Emiliano: “La sentenza riguarda il Governo”
La sentenza europea che condanna l’Italia per le sue lentezze nella lotta alla Xylella “riguarda tutto il periodo in cui la lotta alla Xylella era sotto la esclusiva responsabilita’ del Governo italiano e dei suoi commissari”, e non riguarda la Regione Puglia “che anzi, da quando ha cominciato ad occuparsi della Xylella, gennaio 2016, ha finalmente realizzato un’organizzazione relativa ai monitoraggi e agli abbattimenti che ha soddisfatto i Commissari Europei che dal 2017 non hanno piu’ mosso critiche formali al nostro sistema che anzi e’ stato indicato come un sistema di riferimento anche per gli altri Paesi europei”.
“Secondo la sentenza e venendo al merito delle contestazioni – afferma ancora Emiliano – quelle riguardanti i ritardi degli abbattimenti degli alberi infetti da Xylellasono da ricercarsi nelle mancanze della legislazione nazionale e nei sequestri preventivi operati dalla Procura della Repubblica di Lecce che hanno impedito le estirpazioni”.

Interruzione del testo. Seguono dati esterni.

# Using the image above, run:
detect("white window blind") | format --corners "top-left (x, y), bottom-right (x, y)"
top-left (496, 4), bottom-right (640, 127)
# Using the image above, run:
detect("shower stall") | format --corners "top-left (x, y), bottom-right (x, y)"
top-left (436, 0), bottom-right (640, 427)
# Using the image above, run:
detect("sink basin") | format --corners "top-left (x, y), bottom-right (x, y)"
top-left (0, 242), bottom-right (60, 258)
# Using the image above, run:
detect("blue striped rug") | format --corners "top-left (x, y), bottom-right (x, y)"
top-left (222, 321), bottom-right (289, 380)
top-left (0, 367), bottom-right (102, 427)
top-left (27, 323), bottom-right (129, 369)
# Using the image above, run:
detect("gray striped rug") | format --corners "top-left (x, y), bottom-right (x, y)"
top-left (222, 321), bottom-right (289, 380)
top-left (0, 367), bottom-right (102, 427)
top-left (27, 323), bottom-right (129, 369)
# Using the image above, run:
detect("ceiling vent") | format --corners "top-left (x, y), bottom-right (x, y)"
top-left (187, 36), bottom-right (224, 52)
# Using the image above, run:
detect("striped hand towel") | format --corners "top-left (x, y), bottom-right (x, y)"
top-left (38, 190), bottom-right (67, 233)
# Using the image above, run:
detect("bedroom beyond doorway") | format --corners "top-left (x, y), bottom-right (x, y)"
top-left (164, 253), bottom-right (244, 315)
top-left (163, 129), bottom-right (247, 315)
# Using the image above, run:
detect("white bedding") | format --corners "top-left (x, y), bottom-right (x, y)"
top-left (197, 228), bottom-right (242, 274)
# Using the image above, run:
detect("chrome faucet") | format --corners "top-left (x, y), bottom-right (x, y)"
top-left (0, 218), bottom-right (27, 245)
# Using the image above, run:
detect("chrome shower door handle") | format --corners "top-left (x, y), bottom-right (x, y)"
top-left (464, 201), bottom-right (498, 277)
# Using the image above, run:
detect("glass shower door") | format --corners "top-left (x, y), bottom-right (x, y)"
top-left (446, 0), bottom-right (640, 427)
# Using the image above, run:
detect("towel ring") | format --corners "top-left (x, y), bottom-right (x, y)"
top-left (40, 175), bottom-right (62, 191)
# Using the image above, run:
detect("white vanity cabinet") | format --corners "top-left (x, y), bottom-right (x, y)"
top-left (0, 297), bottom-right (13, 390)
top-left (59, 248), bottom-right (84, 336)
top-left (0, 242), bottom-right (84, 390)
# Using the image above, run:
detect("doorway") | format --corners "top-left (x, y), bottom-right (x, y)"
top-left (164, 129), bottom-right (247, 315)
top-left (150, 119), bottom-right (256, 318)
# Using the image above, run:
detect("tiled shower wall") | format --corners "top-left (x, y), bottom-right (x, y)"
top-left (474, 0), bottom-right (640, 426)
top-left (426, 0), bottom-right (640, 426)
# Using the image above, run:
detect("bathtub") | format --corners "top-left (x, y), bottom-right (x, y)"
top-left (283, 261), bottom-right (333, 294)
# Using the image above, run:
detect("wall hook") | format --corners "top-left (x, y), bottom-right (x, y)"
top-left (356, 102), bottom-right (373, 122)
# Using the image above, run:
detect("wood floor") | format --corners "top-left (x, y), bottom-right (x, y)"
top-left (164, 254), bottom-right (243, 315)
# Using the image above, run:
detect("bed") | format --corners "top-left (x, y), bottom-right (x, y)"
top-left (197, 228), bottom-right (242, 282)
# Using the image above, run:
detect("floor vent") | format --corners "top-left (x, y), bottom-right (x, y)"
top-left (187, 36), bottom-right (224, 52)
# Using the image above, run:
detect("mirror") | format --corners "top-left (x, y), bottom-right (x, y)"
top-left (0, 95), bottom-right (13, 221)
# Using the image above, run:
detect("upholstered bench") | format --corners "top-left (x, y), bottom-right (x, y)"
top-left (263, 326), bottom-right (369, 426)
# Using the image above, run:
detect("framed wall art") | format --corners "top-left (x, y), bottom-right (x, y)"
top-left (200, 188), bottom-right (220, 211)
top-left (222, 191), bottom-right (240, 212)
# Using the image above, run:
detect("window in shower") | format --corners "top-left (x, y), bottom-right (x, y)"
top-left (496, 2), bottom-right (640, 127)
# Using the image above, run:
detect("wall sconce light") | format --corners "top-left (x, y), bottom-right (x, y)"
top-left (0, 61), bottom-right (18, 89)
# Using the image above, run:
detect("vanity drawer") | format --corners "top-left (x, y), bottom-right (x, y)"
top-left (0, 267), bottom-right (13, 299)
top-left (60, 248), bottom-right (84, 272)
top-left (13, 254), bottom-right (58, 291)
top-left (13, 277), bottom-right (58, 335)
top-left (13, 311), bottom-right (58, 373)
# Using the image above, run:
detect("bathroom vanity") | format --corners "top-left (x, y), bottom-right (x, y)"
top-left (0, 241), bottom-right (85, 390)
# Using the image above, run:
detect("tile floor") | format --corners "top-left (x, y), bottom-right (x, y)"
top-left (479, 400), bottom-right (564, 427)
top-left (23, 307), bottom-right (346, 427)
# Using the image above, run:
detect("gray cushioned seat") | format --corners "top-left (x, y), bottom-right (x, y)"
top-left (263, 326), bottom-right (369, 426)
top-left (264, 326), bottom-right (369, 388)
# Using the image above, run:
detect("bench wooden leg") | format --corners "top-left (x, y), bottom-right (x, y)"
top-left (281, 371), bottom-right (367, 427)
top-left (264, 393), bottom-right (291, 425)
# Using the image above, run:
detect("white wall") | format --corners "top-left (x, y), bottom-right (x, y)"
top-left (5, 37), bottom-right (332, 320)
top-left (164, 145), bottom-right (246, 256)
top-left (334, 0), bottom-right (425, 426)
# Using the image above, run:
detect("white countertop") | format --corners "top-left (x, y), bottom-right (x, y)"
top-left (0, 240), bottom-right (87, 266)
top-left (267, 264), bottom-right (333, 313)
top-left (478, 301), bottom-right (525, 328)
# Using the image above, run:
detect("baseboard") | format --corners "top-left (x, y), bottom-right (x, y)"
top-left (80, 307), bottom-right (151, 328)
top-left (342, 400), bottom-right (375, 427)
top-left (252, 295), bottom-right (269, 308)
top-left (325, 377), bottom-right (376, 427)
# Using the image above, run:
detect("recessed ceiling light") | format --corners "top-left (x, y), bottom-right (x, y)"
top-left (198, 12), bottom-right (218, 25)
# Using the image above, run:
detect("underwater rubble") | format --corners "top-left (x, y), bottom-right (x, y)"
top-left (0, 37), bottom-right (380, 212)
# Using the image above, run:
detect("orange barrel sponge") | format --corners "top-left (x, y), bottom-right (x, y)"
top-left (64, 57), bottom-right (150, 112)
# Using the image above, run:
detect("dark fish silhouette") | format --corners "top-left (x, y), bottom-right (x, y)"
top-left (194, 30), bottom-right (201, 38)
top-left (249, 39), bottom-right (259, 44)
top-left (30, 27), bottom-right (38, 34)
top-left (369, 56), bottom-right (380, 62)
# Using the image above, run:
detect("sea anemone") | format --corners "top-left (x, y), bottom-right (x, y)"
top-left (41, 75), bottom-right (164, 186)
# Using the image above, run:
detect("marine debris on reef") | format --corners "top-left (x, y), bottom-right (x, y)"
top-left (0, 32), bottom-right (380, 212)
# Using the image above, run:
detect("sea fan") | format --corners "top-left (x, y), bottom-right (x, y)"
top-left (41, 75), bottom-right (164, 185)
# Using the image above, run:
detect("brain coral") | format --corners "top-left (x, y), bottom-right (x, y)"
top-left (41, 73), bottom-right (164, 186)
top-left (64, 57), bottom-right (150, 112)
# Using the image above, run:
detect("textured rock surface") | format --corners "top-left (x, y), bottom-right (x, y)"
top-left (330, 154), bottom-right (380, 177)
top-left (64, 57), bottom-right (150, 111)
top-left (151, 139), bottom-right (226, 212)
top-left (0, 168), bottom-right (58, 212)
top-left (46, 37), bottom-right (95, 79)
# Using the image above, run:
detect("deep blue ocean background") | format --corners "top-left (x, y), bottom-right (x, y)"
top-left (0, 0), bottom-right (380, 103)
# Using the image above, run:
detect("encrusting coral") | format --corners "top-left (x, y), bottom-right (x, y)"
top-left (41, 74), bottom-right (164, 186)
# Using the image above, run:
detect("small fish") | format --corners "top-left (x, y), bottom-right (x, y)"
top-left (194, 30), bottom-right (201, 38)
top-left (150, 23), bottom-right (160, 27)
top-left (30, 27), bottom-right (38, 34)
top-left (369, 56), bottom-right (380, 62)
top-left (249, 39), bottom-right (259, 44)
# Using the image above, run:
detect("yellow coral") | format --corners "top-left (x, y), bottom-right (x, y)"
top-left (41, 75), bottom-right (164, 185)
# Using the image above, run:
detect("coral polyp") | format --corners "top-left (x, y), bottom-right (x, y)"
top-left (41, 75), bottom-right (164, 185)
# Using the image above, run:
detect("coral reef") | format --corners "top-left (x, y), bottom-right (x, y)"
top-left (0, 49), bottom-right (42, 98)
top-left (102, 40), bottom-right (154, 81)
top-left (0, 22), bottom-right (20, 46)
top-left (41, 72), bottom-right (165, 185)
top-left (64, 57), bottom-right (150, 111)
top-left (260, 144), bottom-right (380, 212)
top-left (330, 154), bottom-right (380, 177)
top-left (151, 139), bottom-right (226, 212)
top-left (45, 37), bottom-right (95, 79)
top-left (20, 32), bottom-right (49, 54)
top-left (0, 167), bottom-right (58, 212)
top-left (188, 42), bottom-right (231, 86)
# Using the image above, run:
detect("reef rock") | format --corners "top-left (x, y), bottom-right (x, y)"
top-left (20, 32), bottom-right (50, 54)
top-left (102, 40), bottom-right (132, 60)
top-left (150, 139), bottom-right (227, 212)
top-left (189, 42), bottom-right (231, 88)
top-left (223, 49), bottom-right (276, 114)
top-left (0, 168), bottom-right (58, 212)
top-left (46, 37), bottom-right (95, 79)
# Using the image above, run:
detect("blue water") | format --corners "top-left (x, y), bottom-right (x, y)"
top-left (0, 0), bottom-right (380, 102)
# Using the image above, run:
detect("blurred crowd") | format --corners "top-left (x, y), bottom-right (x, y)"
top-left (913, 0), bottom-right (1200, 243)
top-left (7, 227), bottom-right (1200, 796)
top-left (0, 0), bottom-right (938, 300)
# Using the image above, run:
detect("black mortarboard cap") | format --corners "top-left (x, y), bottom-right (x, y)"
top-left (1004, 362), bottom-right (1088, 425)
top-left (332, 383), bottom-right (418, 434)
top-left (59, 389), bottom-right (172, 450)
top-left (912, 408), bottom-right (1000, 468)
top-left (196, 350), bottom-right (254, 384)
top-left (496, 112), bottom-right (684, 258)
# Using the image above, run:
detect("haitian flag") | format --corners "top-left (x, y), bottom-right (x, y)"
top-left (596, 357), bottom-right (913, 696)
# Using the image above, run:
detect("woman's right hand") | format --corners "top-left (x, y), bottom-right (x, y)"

“Da quando le norme nazionali sono state modificate su richiesta della Regione Puglia – aggiunge – sono stati effettuati oltre 5.000 abbattimenti. Sopravvive solo una contestazione relativa al periodo di effettuazione del monitoraggio che secondo la UE doveva essere diverso da quello considerato corretto dalla Regione Puglia: ma di recente anche questa questione ha perso rilevanza visto che la tempistica del monitoraggio e’ stata finalmente fissata dalla UE al 30 novembre di ogni anno. In precedenza tale termine non era precisato e la contestazione sui ritardi dei monitoraggi non aveva un termine preciso di riferimento. Resta il fatto che solo il primo monitoraggio avviato dalla Regione Puglia nel 2016 ha drasticamente migliorato la situazione e risolto le contestazioni di omesso monitoraggio”.